Offenbar ist der Spitzensport ein so starkes Symbol der modernen Gesellschaft, dass verzweifelt um seine Reinheit gerungen wird. Er repräsentiert das Wunschbild einer Gesellschaft, die von Leistungswettbewerben und Rekorden nach wie vor fasziniert ist. Im Unterschied zur ökonomischen oder politischen Wirklichkeit „draußen“ konnte er sich lange Zeit als eine bessere Welt ehrlich erbrachter Leistungen und fairer Konkurrenzen geben. Deshalb wurde er in ein gleichsam sakrales Licht gehüllt; die Rede von „Dopingsündern“ spricht Bände. Doping und Dopingdebatte drohen, diese Illusion zu zerstören. Um dem Kampf gegen diese Bedrohung Glaubwürdigkeit zu verleihen, werden sogar Verletzungen von Grundrechten und Menschenwürde in Kauf genommen: Nonchalant können seitens des Sports Berufsverbote verhängt werden, müssen sich Athletinnen und Athleten bei Dopingkontrollen beim Pinkeln zuschauen lassen und sollen SportlerInnen zu transparenten Exemplaren aus Blut-, Laktose- und Wattwerten gemacht werden. Öffentliche Empörung – Fehlanzeige.

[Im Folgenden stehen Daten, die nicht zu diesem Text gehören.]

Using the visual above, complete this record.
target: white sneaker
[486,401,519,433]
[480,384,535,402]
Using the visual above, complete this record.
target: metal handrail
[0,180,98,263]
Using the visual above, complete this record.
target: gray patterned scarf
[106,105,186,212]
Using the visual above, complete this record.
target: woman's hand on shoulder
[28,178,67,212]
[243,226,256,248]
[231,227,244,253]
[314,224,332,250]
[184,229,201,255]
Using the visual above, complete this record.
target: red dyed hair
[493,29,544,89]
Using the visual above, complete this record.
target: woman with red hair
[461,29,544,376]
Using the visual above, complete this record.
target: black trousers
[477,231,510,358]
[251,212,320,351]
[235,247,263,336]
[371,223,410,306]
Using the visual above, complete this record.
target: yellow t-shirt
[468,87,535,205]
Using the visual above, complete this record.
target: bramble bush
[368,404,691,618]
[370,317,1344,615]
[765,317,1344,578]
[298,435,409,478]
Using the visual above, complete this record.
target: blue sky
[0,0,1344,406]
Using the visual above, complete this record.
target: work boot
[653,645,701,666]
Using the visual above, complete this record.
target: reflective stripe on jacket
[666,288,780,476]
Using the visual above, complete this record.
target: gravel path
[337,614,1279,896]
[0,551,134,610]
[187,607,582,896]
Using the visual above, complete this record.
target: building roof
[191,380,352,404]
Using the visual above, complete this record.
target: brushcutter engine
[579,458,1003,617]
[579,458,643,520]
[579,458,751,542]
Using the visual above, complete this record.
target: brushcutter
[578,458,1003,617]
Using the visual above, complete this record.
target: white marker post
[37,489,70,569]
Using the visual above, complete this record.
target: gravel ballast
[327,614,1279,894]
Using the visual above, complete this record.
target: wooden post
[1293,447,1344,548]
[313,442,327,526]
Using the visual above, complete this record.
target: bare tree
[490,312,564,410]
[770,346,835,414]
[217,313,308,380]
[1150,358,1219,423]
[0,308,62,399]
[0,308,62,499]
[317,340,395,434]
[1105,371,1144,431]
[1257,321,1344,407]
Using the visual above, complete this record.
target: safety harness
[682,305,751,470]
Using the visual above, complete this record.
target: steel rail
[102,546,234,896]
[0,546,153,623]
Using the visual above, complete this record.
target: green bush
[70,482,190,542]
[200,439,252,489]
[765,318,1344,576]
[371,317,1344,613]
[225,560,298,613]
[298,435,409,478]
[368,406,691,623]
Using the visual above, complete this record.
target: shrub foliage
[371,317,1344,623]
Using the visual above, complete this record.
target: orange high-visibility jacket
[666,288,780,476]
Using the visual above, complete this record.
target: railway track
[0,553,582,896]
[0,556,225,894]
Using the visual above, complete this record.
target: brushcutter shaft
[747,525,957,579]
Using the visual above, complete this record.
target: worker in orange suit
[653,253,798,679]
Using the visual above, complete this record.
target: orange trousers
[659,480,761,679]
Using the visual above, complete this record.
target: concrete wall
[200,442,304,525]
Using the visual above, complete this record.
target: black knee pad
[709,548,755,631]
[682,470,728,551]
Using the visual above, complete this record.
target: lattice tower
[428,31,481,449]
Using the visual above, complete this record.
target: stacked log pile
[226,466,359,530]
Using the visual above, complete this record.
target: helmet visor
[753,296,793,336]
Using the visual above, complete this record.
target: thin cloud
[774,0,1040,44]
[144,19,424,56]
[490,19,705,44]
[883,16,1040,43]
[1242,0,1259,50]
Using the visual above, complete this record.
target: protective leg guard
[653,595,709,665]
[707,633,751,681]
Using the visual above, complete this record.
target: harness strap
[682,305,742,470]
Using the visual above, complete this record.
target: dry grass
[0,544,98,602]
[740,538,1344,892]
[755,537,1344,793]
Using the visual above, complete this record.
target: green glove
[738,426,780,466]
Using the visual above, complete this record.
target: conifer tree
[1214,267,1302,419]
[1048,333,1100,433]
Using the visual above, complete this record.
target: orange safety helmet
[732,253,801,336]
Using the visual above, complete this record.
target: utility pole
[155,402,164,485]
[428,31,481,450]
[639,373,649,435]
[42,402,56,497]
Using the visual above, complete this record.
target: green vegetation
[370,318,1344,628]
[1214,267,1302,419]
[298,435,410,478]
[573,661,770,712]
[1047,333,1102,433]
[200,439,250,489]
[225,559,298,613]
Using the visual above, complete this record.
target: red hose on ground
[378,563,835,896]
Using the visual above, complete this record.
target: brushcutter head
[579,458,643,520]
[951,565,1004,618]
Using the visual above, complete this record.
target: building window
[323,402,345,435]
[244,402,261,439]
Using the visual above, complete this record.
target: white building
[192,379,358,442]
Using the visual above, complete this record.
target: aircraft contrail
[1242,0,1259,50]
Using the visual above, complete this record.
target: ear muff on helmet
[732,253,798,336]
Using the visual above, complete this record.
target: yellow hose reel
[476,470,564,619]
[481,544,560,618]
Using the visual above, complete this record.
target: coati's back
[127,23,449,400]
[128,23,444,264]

Ein dem Prinzip der Überbietung folgender Sport ist ohne den Einsatz aller verfügbaren Mittel nicht zu haben. Und womöglich entspricht völlige Sauberkeit ja auch gar nicht den objektiven Interessen aller Beteiligten. Auch die Kehrseite der Moralisierung des Sports, das Entlarven von „Dopingsündern“, kann durchaus profitabel sein – für die Massenmedien in ihrem Ringen um das knappe Gut Aufmerksamkeit, aber auch für Dopingfahnder und Kontrolllabore. Das System hält sich solange am Laufen, wie es Gewinner produziert. Für Spannung ist gesorgt, wenn das Spiel von Katz und Maus im Gleichgewicht bleibt. Unter diesen Bedingungen gleicht, frei nach Ulrich Beck, jede noch ernst gemeinte Sportethik dem Versuch, ein Interkontinentalflugzeug mit der Fahrradbremse zum Stehen zu bringen.